Asexual and proud!

A growing number of so-called asexuals insist that their indifference toward sex isn't a pathology, but an "orientation" like being gay. But some experts say that instead of comforting themselves with a label, "amoebas" should seek help.

May 26, 2005 | As a teenager, Julie Sondra Decker spent a lot of time in the garage with her boyfriend. Her mother, understandably, was suspicious. "She accused me of having 'necking sessions,' when we really were just playing Ping-Pong," says Julie, now 27 and a bookstore worker and writer in Gainesville, Fla. "I explained how I didn't really even think kissing was fun. I remember her asking, 'Doesn't it stir anything in you?' I told her it did nothing for me and was actually quite gross. Before I went to college she actually took me to the doctor to complain that I wasn't expressing 'normal' interest in the opposite sex. The doctors told her it wasn't anything to worry about," says Julie. "I think she still wonders if I'm a closet lesbian."

Today, Julie has an active social life, a large circle of friends -- and still no interest in kissing, or anything it might lead to. "Most of my friends are men," she says. "I just don't really want them near me that way."

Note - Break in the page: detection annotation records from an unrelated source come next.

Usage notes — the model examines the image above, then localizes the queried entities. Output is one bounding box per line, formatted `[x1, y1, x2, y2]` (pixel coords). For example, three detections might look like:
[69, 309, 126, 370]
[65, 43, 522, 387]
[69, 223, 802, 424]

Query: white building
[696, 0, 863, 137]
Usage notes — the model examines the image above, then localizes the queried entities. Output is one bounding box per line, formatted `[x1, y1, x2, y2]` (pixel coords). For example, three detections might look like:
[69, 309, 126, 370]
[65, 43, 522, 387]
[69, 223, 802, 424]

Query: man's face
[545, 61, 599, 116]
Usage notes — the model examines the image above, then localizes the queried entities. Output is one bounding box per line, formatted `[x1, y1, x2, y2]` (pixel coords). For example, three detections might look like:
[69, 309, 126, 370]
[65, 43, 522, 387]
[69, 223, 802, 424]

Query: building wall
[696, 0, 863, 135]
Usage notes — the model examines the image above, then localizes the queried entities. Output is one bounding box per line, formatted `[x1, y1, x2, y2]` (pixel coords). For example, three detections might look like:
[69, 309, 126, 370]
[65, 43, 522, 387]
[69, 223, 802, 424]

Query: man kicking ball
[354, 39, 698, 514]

Has Julie, like her mother, ever worried about what was going on? "No. this is just how I feel, just like 'I like the color yellow.' There can't be anything wrong with it because it's how I feel," she says matter-of-factly. On her Web site, she is even more defiant: "I know I'm not normal and I simply don't care," she writes. Julie has labeled herself "non-sexual," she says, "because 'asexual' sounds like an amoeba and 'anti-sexual' sounds like I'm against sex in general, which I'm not. Sex is fine as long as it does not involve me."

Whether they call themselves a-, non- or anti-sexual (or even "amoebas"), a growing number of people, like Julie, consider their indifference toward sex not a problem, not a pathology, but rather, like gay or bi, an "orientation" of its own -- complete with coming-out stories, slogans, online communities, an ad hoc manifesto, merchandise and no small amount of pride. The micro-movement, with an unofficial online headquarters at the Asexuality Visibility and Education Network (AVEN), has gained both visibility and adherents since last fall, when an article published in the Journal of Sex Research reexamined existing British data to find that 1 percent of people report never having felt any sexual attraction.

"I think it's positive to say that for some individuals asexuality is a valid sexual orientation -- as opposed to calling it a health problem -- because that suggests that it's one of the different variations humans can have with regard to sexuality," says the study's author, Anthony Bogaert, professor of community health sciences and psychology at Brock University in St. Catherine's, Ontario, whose particular research interest is the origins of sexual orientation. It's a win-win for everyone, he notes, adding: "If you say a wide range of sexual expression exists in society, and some people are asexual and contented, then even sexual people may have less pressure on them to be super-sexual beings. Because they'll go, 'You know what, this guy never has sex, and he seems happy enough -- maybe if I'm having sex only three times a month then maybe I'm OK, too.'"

But some experts see a potentially damaging downside to the asexual pride welcome mat and are concerned that freshly "validated" asexuals, rushing headlong into acceptance, may be so quick (and relieved) to call their condition an "orientation" that they'll buy the T-shirt before they've fully explored how they might have gotten that way.

"I don't think that masses of people -- who might be confused about sexuality, or afraid about sexuality, or who have not yet experienced sexual attraction and sexual pleasure, or who have experienced sexual trauma -- should be encouraged to define themselves as 'asexual,'" says Aline Zoldbrod, a Boston-area psychologist and sex therapist and author of "Sex Smart: How Your Childhood Shaped Your Sexual Life and What to Do About It." "I worry about boys and girls, men and women, finding an 'asexual' Web site and accepting their asexuality as an identity without even trying to understand its genesis. Some of these people need help."